The study was small but rigorous. Researchers asked 218 healthy, non-obese adults ages 21 to 50 to go through a range of medical tests. At the beginning of the study, most people were eating around 2,400 calories per day, according to self-reported food logs.

After baseline testing, almost 150 participants were for a month put on a regimented diet that reduced their normal calorie intake by 25%, while the rest acted as a control group. People in the diet group ate three meals per day at a study center and received nutrition counseling, while people in the control group continued their normal diets and did not receive any counseling. After the first month, the groups were told to maintain these eating patterns on their own for two years, while undergoing periodic health testing.

People in the calorie-restriction group didn’t follow directions perfectly—only 82% of them completed the full study and, on average, they maintained a calorie reduction of about 12% over the two years, rather than 25%. But the researchers found that even that drop, which translated to about 200-300 fewer calories per day compared to baseline, was associated with “persistent and significant” improvements in cholesterol, blood pressure, blood sugar markers and overall metabolic health, all of which are associated with a lower risk of chronic disease. Individuals in the control group didn’t see the same benefits.

Participants in the diet group also lost about 10% of their body weight on average. But the authors write that the cardiometabolic improvements observed in the study were “over and above” what could be expected from that amount of weight loss, suggesting there’s something uniquely beneficial about modest calorie restriction.

There’s a growing movement to shift away from calorie counting as a measure of health, and instead focus on the overall quality of the diet. One recent study, for example, showed that highly processed meals can affect the body differently than unprocessed meals with a nearly identical nutrient profile, which points to the difficulty of assessing a diet based on numbers alone. There are likely also mental health and lifestyle benefits associated with so-called “intuitive eating,” versus rigid calorie counting.

But at the same time, quite a few studies suggest that calorie moderation may be associated with health benefits beyond weight loss. A 2016 study, for example, found that slashing calories was associated with improvements in mood, sexual function and overall health. Studies in rhesus monkeys have found links between calorie restriction and longevity, and intermittent fasting—alternating calorie restriction with normal eating—has been linked to improved weight loss and lower chronic disease risk.

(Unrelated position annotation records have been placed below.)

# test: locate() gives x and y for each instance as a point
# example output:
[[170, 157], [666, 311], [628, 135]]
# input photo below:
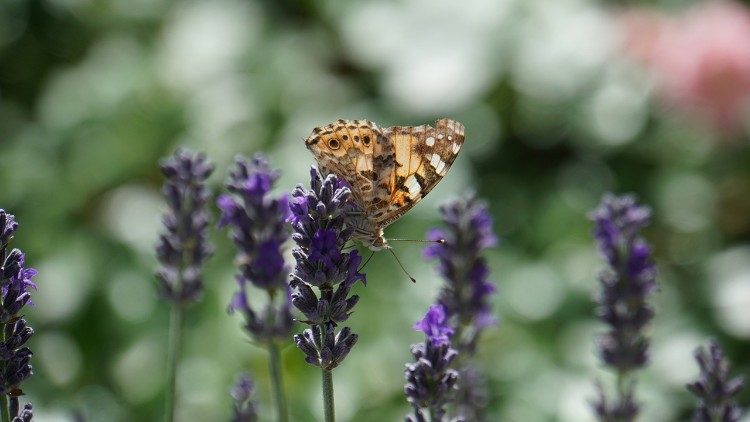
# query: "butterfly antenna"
[[441, 241], [366, 261], [402, 266]]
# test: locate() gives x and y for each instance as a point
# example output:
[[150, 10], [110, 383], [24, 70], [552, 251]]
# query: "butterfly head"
[[378, 243]]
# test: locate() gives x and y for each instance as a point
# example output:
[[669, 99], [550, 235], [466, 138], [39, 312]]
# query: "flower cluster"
[[714, 388], [625, 286], [466, 292], [258, 226], [698, 58], [184, 247], [458, 250], [15, 282], [244, 408], [430, 382], [319, 217]]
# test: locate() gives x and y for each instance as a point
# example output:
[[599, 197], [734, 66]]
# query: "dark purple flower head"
[[241, 392], [257, 222], [435, 326], [618, 220], [183, 247], [430, 382], [318, 217], [324, 347], [20, 415], [466, 293], [8, 226], [714, 388], [626, 284], [16, 281]]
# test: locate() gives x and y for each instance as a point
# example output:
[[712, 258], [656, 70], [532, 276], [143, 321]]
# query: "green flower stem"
[[175, 341], [277, 382], [328, 395]]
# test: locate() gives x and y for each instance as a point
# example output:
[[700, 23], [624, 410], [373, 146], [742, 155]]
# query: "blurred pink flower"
[[701, 59]]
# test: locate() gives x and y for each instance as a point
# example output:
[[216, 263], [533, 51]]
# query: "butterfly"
[[389, 170]]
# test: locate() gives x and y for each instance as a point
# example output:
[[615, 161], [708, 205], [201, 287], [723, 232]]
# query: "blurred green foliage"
[[94, 92]]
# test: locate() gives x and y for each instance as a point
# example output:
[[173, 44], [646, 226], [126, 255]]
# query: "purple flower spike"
[[430, 381], [714, 388], [467, 291], [625, 286], [257, 223], [435, 326], [183, 248], [16, 283], [318, 217]]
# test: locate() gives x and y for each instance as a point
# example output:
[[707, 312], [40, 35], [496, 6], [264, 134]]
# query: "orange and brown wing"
[[354, 150], [423, 155]]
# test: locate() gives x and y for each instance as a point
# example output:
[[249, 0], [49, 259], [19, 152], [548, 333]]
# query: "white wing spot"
[[440, 167], [413, 185], [435, 160]]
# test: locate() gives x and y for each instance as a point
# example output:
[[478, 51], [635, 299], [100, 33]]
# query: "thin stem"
[[277, 382], [175, 341], [328, 395]]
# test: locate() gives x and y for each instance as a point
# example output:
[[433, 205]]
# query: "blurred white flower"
[[203, 41], [436, 56], [560, 47], [729, 277]]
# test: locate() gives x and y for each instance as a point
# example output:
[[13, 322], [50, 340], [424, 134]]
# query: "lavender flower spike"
[[430, 382], [625, 286], [15, 284], [257, 222], [714, 388], [466, 293], [320, 232], [183, 247]]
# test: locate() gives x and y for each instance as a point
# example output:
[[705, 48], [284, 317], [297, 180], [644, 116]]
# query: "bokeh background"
[[562, 100]]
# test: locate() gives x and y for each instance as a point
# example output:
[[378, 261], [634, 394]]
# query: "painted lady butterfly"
[[389, 170]]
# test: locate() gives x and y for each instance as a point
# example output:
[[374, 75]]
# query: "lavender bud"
[[430, 382], [257, 223], [16, 281], [625, 287], [714, 389], [183, 247], [24, 415], [318, 217]]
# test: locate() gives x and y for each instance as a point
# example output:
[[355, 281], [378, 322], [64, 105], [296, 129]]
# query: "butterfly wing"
[[358, 152], [423, 155]]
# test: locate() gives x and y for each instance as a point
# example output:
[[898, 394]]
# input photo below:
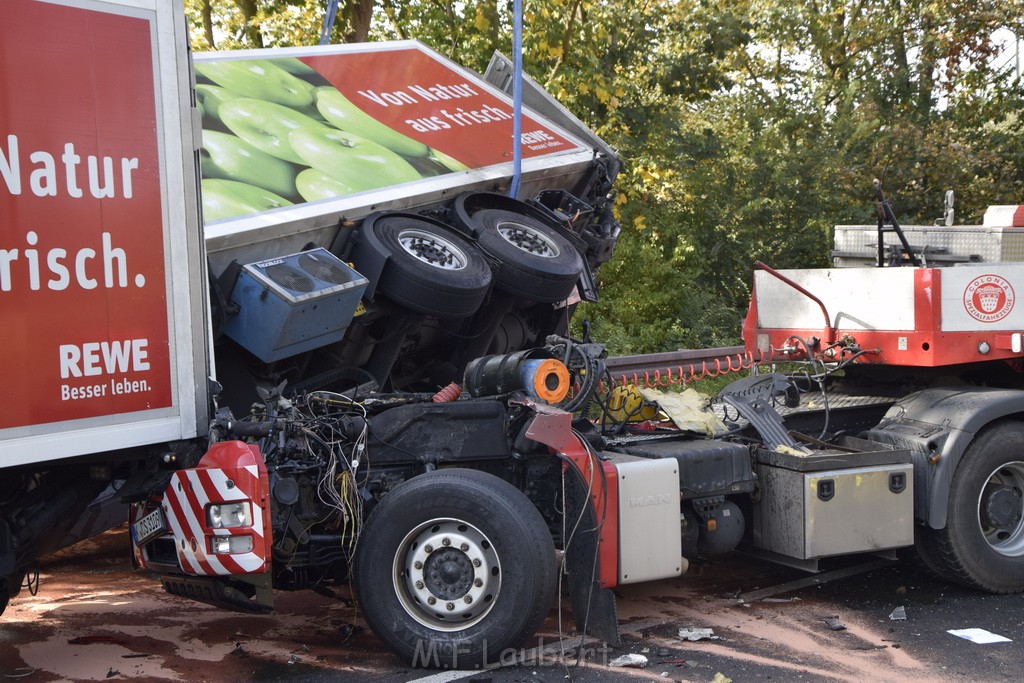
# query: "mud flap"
[[252, 595], [594, 608]]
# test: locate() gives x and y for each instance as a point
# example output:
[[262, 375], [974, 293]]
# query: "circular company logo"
[[988, 298]]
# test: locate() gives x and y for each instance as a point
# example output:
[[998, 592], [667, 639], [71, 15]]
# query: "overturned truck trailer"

Extreme calorie restriction is dangerous, and any substantive dietary change should be discussed with an expert. But for most people, it’s relatively easy to cut 200 or 300 calories per day without a drastic change, or any obsessive monitoring.

Federal data also shows that snacks make up almost a quarter of the calories consumed by Americans each day. Since snack foods tend to be processed and packed with additives like salt and sugar, eliminating or improving the quality of snacks is a good target for a modest calorie reduction.